Man will ja nicht zugeben, dass man falsch gewickelt ist!

Hier ein paar Anregungen:
In Mk 11,22 steht grammatisch: „Habt Glauben Gottes.“ Aber wenn Gott nicht glaubt, weil er weiß und tut (Die Belege sollten Sie kennen.); Was ist dann gemeint? Glaube ist in letzter Konsequenz nicht eine menschliche Leistungskategorie. Gott(es Handeln) ist der Urheber alles Glaubens. Daß die überwiegende Zahl von Übersetzungen dann übersetzt „Habt Glauben an Gott“, ist dem notwendigen Verständnis geschuldet: Glaube von Gott rettet, Glaube an Gott erlöst.
Die Frage: „Steht das da oder nicht?“ ist nicht so wichtig wie die folgende „Und was heißt das?“ Gott glaubt nicht, er ist souverän und tut alles nach seinem Willen. Gott macht, daß wir ihm glauben (Eph 2,8-9), teilt Glauben aus, aber er braucht ihn nicht. Die Aussage von Helmut Bauer: „du kannst so glauben, wie Gott glaubt.“ ist widersinnig.

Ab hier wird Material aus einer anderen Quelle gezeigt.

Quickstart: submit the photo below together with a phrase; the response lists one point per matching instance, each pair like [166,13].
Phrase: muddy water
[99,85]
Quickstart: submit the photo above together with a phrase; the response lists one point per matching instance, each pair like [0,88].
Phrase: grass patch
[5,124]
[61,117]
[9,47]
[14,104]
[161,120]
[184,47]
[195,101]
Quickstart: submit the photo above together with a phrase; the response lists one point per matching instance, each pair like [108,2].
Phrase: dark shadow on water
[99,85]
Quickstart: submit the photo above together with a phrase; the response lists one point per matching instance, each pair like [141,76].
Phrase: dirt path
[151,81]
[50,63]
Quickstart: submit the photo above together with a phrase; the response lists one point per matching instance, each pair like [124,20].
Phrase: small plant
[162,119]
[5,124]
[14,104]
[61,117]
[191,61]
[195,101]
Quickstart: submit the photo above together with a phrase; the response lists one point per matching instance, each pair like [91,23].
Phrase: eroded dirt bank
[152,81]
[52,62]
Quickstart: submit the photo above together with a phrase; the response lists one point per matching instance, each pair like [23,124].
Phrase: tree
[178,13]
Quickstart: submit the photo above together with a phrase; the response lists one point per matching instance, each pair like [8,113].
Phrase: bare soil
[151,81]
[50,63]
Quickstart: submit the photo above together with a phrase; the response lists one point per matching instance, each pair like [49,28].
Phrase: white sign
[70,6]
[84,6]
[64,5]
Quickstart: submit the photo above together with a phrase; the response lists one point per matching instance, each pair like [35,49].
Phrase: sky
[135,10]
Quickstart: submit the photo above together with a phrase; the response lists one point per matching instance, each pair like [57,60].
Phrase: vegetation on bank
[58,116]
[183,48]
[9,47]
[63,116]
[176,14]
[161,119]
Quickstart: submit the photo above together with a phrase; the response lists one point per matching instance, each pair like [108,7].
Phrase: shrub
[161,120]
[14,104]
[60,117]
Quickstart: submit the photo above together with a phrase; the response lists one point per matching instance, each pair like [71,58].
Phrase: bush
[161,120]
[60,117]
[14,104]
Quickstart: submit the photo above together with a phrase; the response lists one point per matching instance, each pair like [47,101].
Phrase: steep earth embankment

Stichwort religiös: schau Dir doch viele Christen an!! Wie viele davon versuchen aus eigener Kraft die 10 Gebote zu halten,
nachdem sie gläubig geworden sind? Oder sie wissen, dass sie es nicht können, aber sie wissen nicht, wie es geht im Geist zu
wandeln und nicht im Fleisch?

und vorher einmal:

Ich will damit aber nicht sagen, dass wir in diesem Leib nicht mehr sündigen können,

Frage: Wollen Sie damit sagen, daß es möglich ist durch das Wandeln im Geist die Zehn Gebote zu halten, bzw. das höchste Gebot? Werden wir durch den Geist so perfekt, wie Jesus, daß wir sündlos leben, bzw. sündigen wir nur noch im Leib nicht mehr im Geist? Ich frage ganz prinzipiell.
Denn dann kann ich Ihnen sagen, daß „diese ganze Geschichte, des göttlichen Geistes in mir durch das Bewußtsein, wer ich in Christus bin“ (Zitat von Rolf) völlig zurecht völliger Quatsch ist (und kein Mißverständnis hinsichtlich dessen wie der Heilige Geist in den Menschen kommt, wie Sie Rolf mit dem Vorwurf der Verdrehung vorgeworfen haben.) Ist also Ihr Geist schon göttlich (er ist ja unsichtbar), weil er in Verbindung steht mit dem Heiligen Geist? („In Christus können wir immer nur begnadigte Sünder sein,“, würde Rolf Ihnen dazu sagen).
Zumindest schreiben Sie:

„samt ALLEM das zum Leben und zur Göttlichkeit nötig ist?“


Ich nehme jetzt mal aufgrund der Formulierung stark an, daß Sie hier 2. Petr 1,4 im Kopf haben, aber dort steht:

„uns alles zum Leben und zur Gottseligkeit geschenkt hat“.


Vielleicht haben Sie das in Übereile geschrieben – oder weil es Ihnen schien, als müsse es so einen Satz solchen Inhalts in der Bibel geben? Kann man das als Verdrehung bezeichnen oder nicht? Jedenfalls sündigen hier nicht nur ihre Finger, die dies auf der Tatstatur getippt haben.
Das griechische Wort für die etwas umständliche „Gottseligkeit“ heißt in meinem Griechisch- Wörterbuch auch: „Frömmigkeit“ (wie in Luther und Einheitsübersetzung), „Gottesfurcht“, „Ehrfurcht vor Gott“. Das ist meines Erachtens etwas völlig anderes als Göttlichkeit, denken Sie nicht?
Ich hatte auch auf die Wiederkunft Jesu hingewiesen. 1Joh1V9 hat da schon etwas zu geschrieben, auch in Bezug auf Jes 60.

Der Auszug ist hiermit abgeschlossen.